Strona:Maria Rodziewiczówna - Barcikowscy.djvu/167

Z Wikiźródeł, wolnej biblioteki
Ta strona została przepisana.

— Wygnałem! — odparł krótko, takim tonem, że żonę to zastanowiło.
— Dlaczego? okradł cię, czy się spił?
— Nie. Hardo mi się stawiał, więc wygnałem.
— On — hardo! Chyba się spił. Toć on ust nie otwierał nigdy. Szkoda. Dobry był służący.
— Znajdzie się lepszy — odparł niechętnie.
Jednakże parę dni minęło, zanim się znalazł następca.

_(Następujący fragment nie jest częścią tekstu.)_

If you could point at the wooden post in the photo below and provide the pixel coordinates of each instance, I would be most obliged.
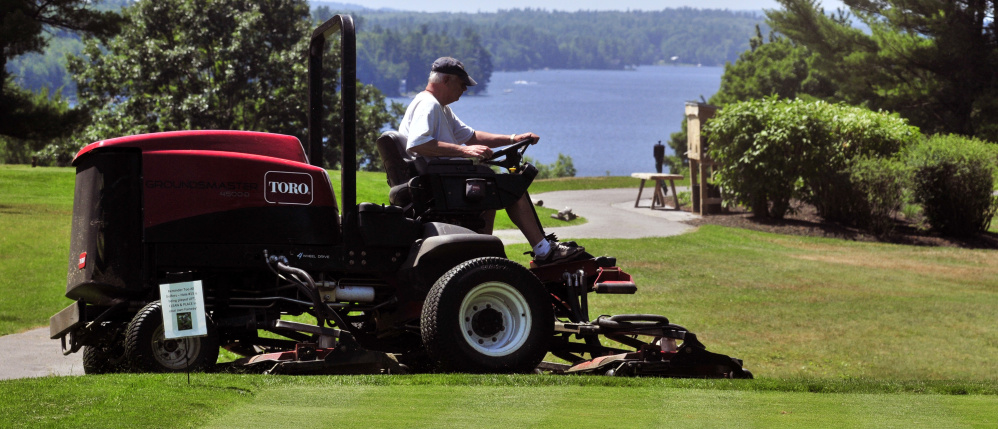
(701, 166)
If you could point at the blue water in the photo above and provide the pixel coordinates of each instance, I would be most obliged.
(607, 121)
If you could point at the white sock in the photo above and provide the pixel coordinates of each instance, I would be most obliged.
(542, 249)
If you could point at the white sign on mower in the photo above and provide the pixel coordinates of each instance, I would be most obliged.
(183, 310)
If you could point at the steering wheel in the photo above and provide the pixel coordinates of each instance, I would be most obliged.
(512, 155)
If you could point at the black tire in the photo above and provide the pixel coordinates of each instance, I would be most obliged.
(148, 350)
(106, 359)
(487, 315)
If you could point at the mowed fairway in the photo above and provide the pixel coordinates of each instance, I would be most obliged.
(837, 333)
(462, 401)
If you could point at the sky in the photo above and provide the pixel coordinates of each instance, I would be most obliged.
(572, 5)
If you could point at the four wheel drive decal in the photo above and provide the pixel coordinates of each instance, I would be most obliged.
(282, 187)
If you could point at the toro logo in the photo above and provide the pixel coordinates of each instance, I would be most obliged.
(281, 187)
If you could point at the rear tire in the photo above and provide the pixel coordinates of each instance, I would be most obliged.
(148, 349)
(487, 315)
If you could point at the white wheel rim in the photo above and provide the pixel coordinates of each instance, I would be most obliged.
(174, 354)
(495, 319)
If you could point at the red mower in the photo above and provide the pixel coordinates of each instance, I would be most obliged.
(405, 287)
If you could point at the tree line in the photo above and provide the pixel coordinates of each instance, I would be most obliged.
(934, 62)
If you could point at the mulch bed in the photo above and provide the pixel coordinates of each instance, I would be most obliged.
(806, 222)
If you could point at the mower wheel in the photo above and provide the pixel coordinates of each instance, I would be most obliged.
(149, 350)
(106, 359)
(487, 315)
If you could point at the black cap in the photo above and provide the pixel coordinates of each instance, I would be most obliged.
(448, 65)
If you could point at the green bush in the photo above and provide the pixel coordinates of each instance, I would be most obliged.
(879, 183)
(772, 151)
(952, 177)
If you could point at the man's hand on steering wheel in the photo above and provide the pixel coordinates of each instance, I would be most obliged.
(477, 151)
(525, 136)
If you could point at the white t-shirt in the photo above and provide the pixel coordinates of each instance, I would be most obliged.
(426, 119)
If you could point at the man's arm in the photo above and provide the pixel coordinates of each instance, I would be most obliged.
(443, 149)
(498, 140)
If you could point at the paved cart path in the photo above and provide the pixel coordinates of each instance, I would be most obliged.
(610, 214)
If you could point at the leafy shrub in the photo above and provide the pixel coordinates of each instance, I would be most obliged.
(952, 177)
(879, 183)
(772, 151)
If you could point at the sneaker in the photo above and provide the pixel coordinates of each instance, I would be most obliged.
(561, 252)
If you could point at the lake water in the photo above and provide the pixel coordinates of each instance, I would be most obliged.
(606, 120)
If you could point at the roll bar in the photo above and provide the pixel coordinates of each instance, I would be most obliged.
(348, 97)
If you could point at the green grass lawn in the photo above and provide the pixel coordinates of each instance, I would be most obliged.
(837, 333)
(461, 401)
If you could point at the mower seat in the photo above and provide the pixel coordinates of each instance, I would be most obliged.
(450, 190)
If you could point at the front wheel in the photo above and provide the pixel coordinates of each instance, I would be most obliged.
(487, 315)
(149, 350)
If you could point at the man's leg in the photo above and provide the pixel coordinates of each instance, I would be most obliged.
(522, 214)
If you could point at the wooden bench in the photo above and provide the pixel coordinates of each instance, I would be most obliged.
(658, 199)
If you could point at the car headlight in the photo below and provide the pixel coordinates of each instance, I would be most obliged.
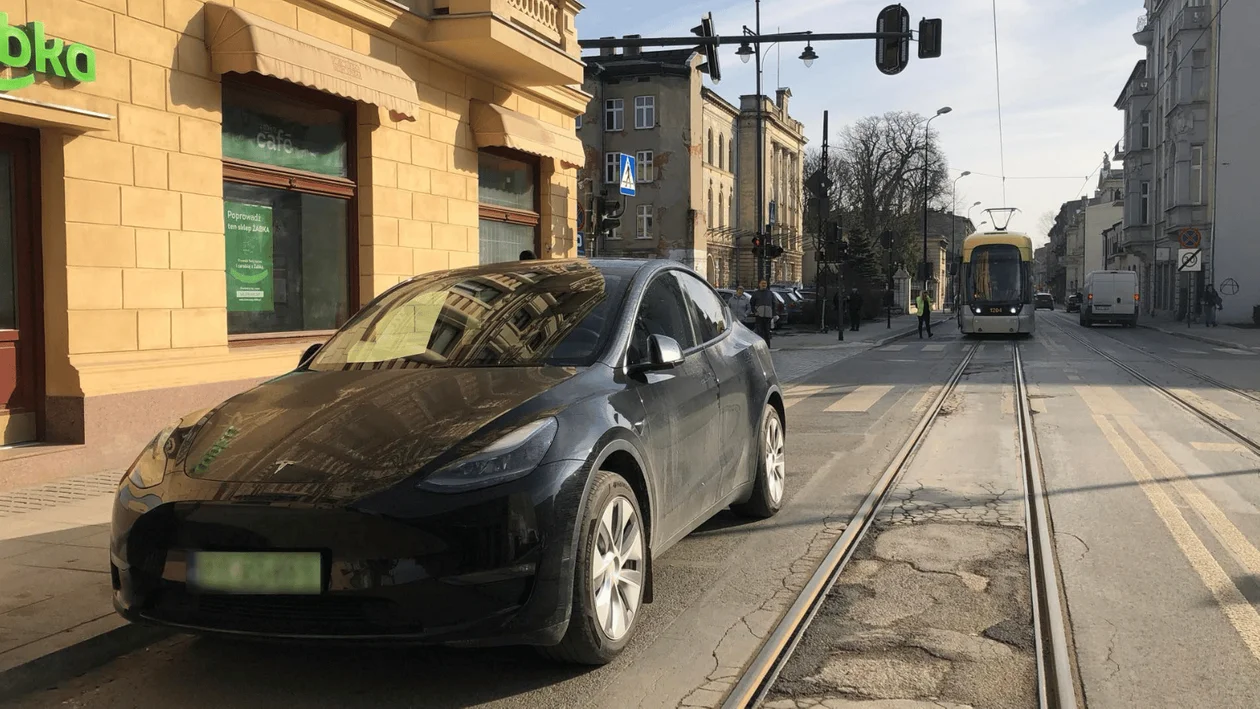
(512, 456)
(150, 467)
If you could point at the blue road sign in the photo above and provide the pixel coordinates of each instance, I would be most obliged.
(628, 168)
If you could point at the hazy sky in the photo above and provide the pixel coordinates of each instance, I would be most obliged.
(1064, 63)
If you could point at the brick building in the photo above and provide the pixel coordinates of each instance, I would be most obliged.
(193, 193)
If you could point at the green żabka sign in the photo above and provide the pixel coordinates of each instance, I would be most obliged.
(251, 277)
(29, 48)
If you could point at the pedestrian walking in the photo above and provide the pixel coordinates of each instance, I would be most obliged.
(764, 310)
(854, 310)
(741, 305)
(1212, 302)
(924, 302)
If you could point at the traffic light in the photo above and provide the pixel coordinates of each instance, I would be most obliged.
(891, 56)
(711, 57)
(929, 39)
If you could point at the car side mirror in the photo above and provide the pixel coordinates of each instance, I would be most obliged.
(310, 351)
(663, 353)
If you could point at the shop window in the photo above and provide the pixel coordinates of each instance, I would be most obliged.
(508, 192)
(289, 203)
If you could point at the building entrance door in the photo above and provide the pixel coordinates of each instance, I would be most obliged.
(19, 289)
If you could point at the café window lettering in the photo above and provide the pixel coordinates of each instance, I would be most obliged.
(287, 205)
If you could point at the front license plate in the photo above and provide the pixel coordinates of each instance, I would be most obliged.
(256, 572)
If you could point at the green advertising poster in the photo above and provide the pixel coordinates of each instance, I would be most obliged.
(248, 232)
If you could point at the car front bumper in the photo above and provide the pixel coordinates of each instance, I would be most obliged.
(489, 567)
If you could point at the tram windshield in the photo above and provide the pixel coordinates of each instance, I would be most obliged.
(998, 275)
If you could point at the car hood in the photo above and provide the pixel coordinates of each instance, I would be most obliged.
(350, 433)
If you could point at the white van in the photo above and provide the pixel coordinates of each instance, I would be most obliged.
(1110, 296)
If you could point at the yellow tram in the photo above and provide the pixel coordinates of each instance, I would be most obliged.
(996, 285)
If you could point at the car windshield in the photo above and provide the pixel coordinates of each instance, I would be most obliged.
(528, 316)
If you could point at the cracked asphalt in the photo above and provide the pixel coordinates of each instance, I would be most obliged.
(718, 592)
(1157, 527)
(934, 608)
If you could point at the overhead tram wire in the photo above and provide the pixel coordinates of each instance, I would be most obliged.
(997, 71)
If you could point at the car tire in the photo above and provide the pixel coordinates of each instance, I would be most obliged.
(611, 510)
(771, 476)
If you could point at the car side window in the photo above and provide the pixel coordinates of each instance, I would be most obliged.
(707, 311)
(663, 311)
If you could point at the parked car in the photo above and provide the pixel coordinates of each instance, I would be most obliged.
(780, 309)
(1110, 296)
(791, 304)
(492, 455)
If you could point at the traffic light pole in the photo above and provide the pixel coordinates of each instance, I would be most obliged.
(807, 37)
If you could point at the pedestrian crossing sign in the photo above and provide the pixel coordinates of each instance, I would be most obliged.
(628, 168)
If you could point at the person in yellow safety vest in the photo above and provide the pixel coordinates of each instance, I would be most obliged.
(924, 302)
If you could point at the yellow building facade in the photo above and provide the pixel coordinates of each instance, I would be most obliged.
(194, 192)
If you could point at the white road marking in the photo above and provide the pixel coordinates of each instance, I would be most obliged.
(1235, 606)
(859, 399)
(1220, 447)
(798, 394)
(1200, 402)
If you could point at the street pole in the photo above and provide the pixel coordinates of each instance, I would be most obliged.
(927, 136)
(953, 219)
(823, 208)
(761, 197)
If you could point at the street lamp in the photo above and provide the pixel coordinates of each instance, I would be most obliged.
(926, 141)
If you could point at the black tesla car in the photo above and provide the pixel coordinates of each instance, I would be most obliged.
(484, 456)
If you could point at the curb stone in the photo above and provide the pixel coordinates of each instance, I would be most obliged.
(77, 659)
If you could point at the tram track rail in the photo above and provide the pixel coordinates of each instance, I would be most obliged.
(1056, 684)
(1215, 422)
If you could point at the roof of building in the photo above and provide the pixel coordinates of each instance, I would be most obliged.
(1139, 72)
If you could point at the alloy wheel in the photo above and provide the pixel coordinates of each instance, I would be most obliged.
(776, 469)
(616, 567)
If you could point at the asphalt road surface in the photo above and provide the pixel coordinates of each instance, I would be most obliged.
(1157, 520)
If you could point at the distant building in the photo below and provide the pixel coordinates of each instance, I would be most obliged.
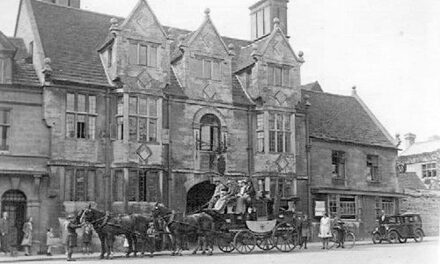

Przychodziło kilku amatorów, zaszli do kuchni, popatrzyli na resztę rosyjskiej służby, na Pełagieję Fokownę, i nic nie mówiąc, wynosili się z domu. Nareszcie jeden pozostał, ale żądał tak wysokiej pensyi, że Pełagieja splasnęła rękami.
— A cóżeś ty zwaryował! Toć u nas urzędnicy w ziemstwie tyle nie biorą.
Uśmiechnął się z głupia frant i odparł łamaną ruszczyzną:
— A ja też czynownikiem będę, w rosyjskim domu służąc. Rosyjskie panowie bogatsze od naszych, to i zapłacić mogą drożej.
— A toć „prokurator” polak.
— Ej, jaki tam polak. Wiadomo, wysoki ma czyn. Jak na dwieście rubli, to stanę, a mniej, to nie chcę. Trza wiedzieć, dlaczego człowiek w taką służbę idzie!
— Co on bredzi? Czy ty rozumiesz? — spytała Pełagieja kucharki.
— Nie. Ja tego narodu nie rozumiem, choć i po rusku mówią! — odparła tamta pogardliwie.
Służący błysnął ku niej złemi oczami i za czapkę wziął.